Hilarion Zabala, sergente dell’esercito in pensione, soffre di un misterioso problema olfattivo. Una consulente/psichiatra sospetta che si tratti di un caso persistente di fantosmia, un odore fantasma, probabilmente causato da un trauma, una profonda frattura psicologica. Un processo radicale raccomandato per curare il disturbo prevede che Hilarion torni ad affrontare i più oscuri abissi della sua carriera militare. Riassegnato alla remota colonia penale di Pulo, deve fare i conti con le orribili realtà̀ del luogo e con i fantasmi del suo passato.
Filippine (246′)
VENEZIA – Il film si apre con le splendide immagini in bianco e nero della foresta di mangrovie filippina, fotografata come solo Lav Diaz sa fare, riportando immediatamente lo spettatore “fedele” alla sua filmografia, all’interno di quell’ambiente che è stato protagonista di molti dei suoi film più belli (Death in the Land of Encantos, Melancholia, Norte, The End of History). La foresta, simbolo per eccellenza di ciò che resta della bellezza incontaminata del suo paese, viene però improvvisamente violata, divenendo teatro di una strage compiuta ai danni di una pacifica popolazione locale.
Scopriremo trattarsi di un ricordo del protagonista Hilarion Zabala, che, soffrendo di uno strano disturbo olfattivo di origine psicosomatica legata ai traumi del suo passato violento, su consiglio di una dottoressa, per raggiungere la guarigione, dovrà risalire alla genesi del disturbo, ripercorrendo le tappe di quel processo di disumanizzazione che lo aveva trasformato in uno strumento della repressione militare.
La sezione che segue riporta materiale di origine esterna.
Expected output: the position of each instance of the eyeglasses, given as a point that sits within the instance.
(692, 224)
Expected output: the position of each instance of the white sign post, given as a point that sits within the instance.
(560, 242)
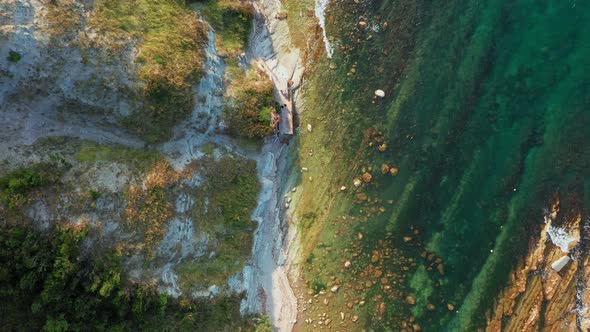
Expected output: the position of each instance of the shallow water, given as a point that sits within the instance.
(485, 114)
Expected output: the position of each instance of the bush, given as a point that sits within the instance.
(46, 284)
(170, 58)
(253, 104)
(13, 56)
(15, 186)
(232, 20)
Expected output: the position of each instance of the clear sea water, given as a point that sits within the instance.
(487, 115)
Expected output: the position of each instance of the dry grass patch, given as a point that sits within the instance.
(169, 41)
(150, 205)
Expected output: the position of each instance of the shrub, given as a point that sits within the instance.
(15, 186)
(232, 20)
(170, 58)
(253, 103)
(13, 56)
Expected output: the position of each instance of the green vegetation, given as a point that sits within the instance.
(232, 20)
(142, 159)
(149, 205)
(47, 284)
(15, 186)
(13, 56)
(63, 17)
(223, 210)
(252, 106)
(170, 58)
(264, 325)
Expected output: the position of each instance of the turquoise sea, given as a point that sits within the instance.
(486, 113)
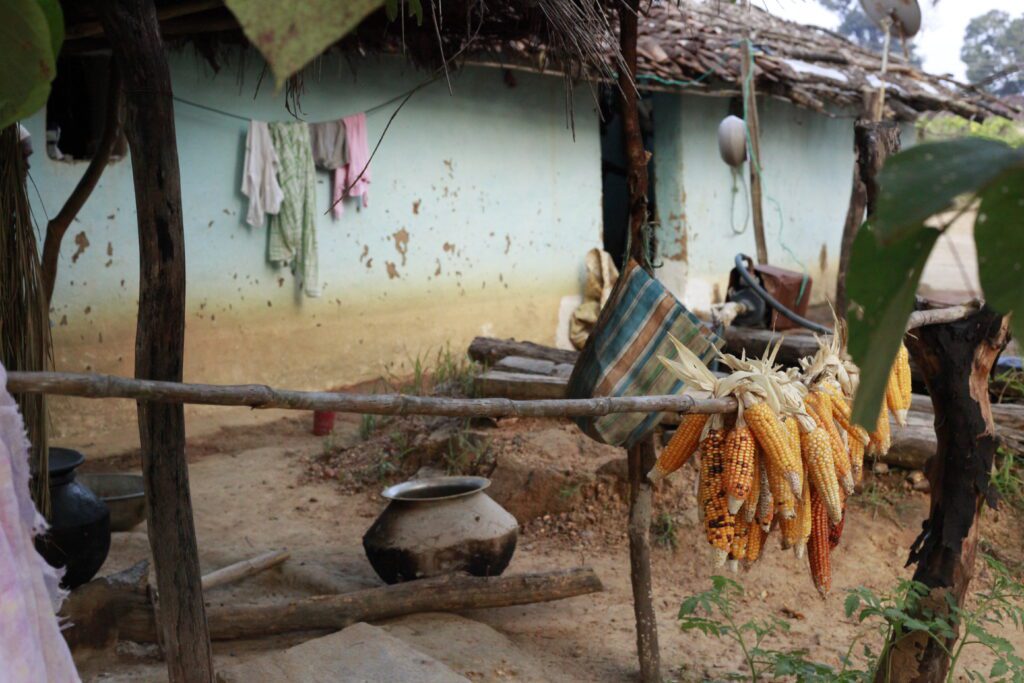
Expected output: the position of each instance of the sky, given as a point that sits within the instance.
(942, 26)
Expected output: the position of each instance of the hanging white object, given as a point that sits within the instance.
(904, 13)
(732, 140)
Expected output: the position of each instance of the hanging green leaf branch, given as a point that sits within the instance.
(890, 251)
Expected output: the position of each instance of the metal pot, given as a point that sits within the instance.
(439, 525)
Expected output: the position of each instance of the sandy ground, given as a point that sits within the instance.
(252, 492)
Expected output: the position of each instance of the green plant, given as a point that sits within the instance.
(713, 613)
(890, 251)
(368, 425)
(664, 530)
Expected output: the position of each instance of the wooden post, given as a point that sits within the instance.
(873, 142)
(133, 32)
(640, 458)
(748, 74)
(956, 358)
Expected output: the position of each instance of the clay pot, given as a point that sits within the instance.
(439, 525)
(79, 537)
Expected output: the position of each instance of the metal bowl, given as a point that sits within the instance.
(123, 494)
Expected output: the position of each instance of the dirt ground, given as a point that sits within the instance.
(276, 485)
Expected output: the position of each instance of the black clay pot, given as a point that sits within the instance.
(79, 537)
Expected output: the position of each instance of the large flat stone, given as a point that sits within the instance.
(360, 653)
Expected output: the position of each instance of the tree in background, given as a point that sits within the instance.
(856, 26)
(993, 52)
Ed è così che il vecchio sergente si arruola nuovamente e si fa spedire nella colonia penale dell’isola di Pulo, dove dovrà confrontarsi con il regime dispotico di un ufficiale maniaco e corrotto e con le tristi vicende di Reyna, giovane ipovedente, costretta a prostituirsi dalla madre adottiva, che gestisce uno spaccio abusivo all’ingresso della colonia, simboli di una nazione corrotta, oggi come un tempo, che ha subito infiniti stupri ed abusi nella Storia.
Phantosmia è dunque un film che da un lato impone al suo protagonista di cercare di liberarsi da quell’odore nauseante che percepisce solo lui (immediato sorge l’accostamento alla psoriasi che affligge il tenente Hermes Papauran in When the waves are gone), dall’altro ragiona sulle logiche del sopruso, dell’abuso, della violenza che si annidano, oggi come nel passato, tra gli esseri umani. Come si è potuto notare nei suoi ultimi film, anche qui Diaz tende a dare centralità alla narrazione, alle motivazioni delle scelte e dell’agire, ma man mano che la vicenda si sviluppa, soprattutto dopo il trasferimento nella colonia penale, il racconto si discosta sempre più spesso dal piano della realtà per addentrarsi in una dimensione più onirica, dove con il presente si mescolano i momenti dei ricordi o della fantasia del vecchio sergente, ma ancor più quelli che appartengono alla dimensione del mito, come l’Haring Musang, il leggendario gatto selvatico a cui tutti danno la caccia ma nessuno ha visto o pause liriche come l’apparizione del poeta che declama i suoi versi. Tutto converge verso un percorso di redenzione nella parte finale, quando Hilarion cercherà di salvare tanto Reyna quanto la creatura Haring Musang, un percorso di guarigione lungo e difficile, forse impossibile, che riguarda l’anima prima del corpo.
In Phantosmia ritroviamo tante situazione del cinema di Lav Diaz, la foresta popolata da creature mitologiche, di poeti, così come altrove di eroi rivoluzionari popolari, le stimmate che segnano i corpi come reazione fisica a una degenerazione morale e soprattutto, sempre presente, la denuncia della tragicità della storia del suo travagliato paese. Nonostante l’interpretazione metaforica risulti forse troppo esplicita, il film riesce però come sempre ad incantare per quattro ore lo spettatore con il fascino delle immagini oltre che a stimolare riflessioni mai banali, partendo dalla più immediata (secondo quale diritto gli esseri umani uccidono altri esseri umani?), per arrivare a quella più profonda relativa ai condizionamenti “che influiscono sulla nascita di sistemi fascisti, autoritari, feudali e barbarici” per usare le parole del regista stesso.